DBT showed that accepting experience and validating suffering can coexist with actively working to change harmful patterns. This dialectic proved crucial in high-risk behaviors, impulsivity and attachment difficulties. Structured skills training made a difference for complex populations where purely cognitive or behavioral interventions were insufficient.
The current field covers anxiety, depression, personality disorders, psychosis, chronic pain, addictions and medical conditions with behavioral components. In children and adolescents, skills-based approaches and behavioral activation show good applicability. In older adults, pacing and formats are adapted while maintaining the focus on values and functionality.
Formats such as teletherapy, digital CBT programs, apps to practice skills and virtual reality for exposure have expanded. These resources increase access and allow real-time data monitoring, although they still require clinical judgment and individual adaptation.
Research is moving toward identifying mediators and moderators of change. Instead of asking “which protocol for which diagnosis,” the question is “which process for which person in this context.” This drives briefer, more focused and personalized interventions, along with continuous progress assessments.
Dialogue with cognitive neuroscience and behavioral economics adds understanding of biases, habits and decision-making. Tools such as ecological momentary assessment of mood, biofeedback or analysis of sleep and activity patterns help turn data into finer therapeutic decisions.
Attention to therapist competencies is growing: delivery skills, flexibility, deliberate practice and use of feedback.
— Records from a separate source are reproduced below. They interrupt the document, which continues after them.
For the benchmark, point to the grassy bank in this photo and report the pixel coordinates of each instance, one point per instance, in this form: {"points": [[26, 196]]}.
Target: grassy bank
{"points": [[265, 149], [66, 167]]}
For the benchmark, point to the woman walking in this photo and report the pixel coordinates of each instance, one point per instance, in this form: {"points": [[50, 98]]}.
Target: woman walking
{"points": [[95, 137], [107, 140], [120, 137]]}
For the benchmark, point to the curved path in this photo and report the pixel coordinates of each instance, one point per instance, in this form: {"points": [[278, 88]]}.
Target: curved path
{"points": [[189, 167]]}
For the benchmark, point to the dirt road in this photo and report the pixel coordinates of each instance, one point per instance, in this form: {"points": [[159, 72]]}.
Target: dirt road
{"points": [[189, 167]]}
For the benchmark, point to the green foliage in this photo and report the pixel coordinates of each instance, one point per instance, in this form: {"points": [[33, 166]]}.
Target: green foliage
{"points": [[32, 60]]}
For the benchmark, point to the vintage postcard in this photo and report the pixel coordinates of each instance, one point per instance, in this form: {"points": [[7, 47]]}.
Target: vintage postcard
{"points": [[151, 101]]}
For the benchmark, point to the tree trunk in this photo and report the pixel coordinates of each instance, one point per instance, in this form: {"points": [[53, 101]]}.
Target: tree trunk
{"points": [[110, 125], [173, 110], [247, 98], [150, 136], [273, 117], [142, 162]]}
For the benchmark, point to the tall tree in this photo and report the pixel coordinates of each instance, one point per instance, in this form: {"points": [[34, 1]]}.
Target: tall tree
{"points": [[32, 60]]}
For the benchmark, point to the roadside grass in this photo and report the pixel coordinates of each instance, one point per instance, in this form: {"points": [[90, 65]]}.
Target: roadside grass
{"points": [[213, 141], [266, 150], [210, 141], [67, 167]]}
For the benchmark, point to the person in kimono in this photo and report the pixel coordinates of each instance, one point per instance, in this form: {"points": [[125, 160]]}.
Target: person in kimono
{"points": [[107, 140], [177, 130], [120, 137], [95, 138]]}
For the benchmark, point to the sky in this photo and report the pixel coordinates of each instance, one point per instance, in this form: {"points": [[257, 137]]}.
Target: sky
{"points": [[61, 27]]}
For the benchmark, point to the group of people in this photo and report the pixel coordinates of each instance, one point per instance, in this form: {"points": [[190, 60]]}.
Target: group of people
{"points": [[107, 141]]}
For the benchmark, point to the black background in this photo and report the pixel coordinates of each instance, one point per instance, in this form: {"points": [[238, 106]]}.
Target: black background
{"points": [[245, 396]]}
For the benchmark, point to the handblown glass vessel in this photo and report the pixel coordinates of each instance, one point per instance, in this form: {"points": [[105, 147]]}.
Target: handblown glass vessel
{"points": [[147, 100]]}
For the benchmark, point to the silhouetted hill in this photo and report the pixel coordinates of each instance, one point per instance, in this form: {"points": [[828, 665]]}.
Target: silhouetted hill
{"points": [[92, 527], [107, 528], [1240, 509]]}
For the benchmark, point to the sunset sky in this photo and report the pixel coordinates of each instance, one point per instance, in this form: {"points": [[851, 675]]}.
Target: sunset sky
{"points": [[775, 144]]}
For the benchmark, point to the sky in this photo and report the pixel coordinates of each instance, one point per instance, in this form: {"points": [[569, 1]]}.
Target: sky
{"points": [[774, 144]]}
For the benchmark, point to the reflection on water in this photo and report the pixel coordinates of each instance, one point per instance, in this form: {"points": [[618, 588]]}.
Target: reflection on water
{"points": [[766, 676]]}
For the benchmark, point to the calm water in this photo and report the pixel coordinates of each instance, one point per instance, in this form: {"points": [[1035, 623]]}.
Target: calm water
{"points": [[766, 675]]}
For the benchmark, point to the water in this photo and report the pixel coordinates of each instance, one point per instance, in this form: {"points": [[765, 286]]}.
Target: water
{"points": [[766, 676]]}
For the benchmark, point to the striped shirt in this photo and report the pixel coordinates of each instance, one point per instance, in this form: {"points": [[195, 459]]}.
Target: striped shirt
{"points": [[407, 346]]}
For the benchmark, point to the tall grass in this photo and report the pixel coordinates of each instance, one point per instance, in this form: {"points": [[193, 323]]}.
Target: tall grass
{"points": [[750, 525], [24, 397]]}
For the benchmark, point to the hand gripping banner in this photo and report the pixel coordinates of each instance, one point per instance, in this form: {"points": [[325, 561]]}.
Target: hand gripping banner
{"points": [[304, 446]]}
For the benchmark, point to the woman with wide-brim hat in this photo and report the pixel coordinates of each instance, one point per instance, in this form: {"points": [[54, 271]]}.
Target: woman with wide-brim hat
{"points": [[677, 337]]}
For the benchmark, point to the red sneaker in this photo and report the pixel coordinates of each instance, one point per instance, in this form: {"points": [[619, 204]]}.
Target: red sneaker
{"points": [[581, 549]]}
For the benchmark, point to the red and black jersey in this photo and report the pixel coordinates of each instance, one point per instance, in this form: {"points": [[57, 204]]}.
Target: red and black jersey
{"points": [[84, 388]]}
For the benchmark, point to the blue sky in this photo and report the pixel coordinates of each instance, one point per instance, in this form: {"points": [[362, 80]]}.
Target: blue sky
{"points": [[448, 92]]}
The therapeutic relationship is not just a “context” but a mechanism that can be trained, observed and improved, influencing adherence and outcomes.
The evolution through these three generations is not a series of replacements, but a progressive integration. The behavioral legacy contributes clarity and empirical proof; the cognitive revolution added a map of thought; contextual therapies taught how to relate differently to internal experience and to live in service of what matters. Together, they offer a flexible repertoire to respond to human complexity with rigor, humanity and practical sense.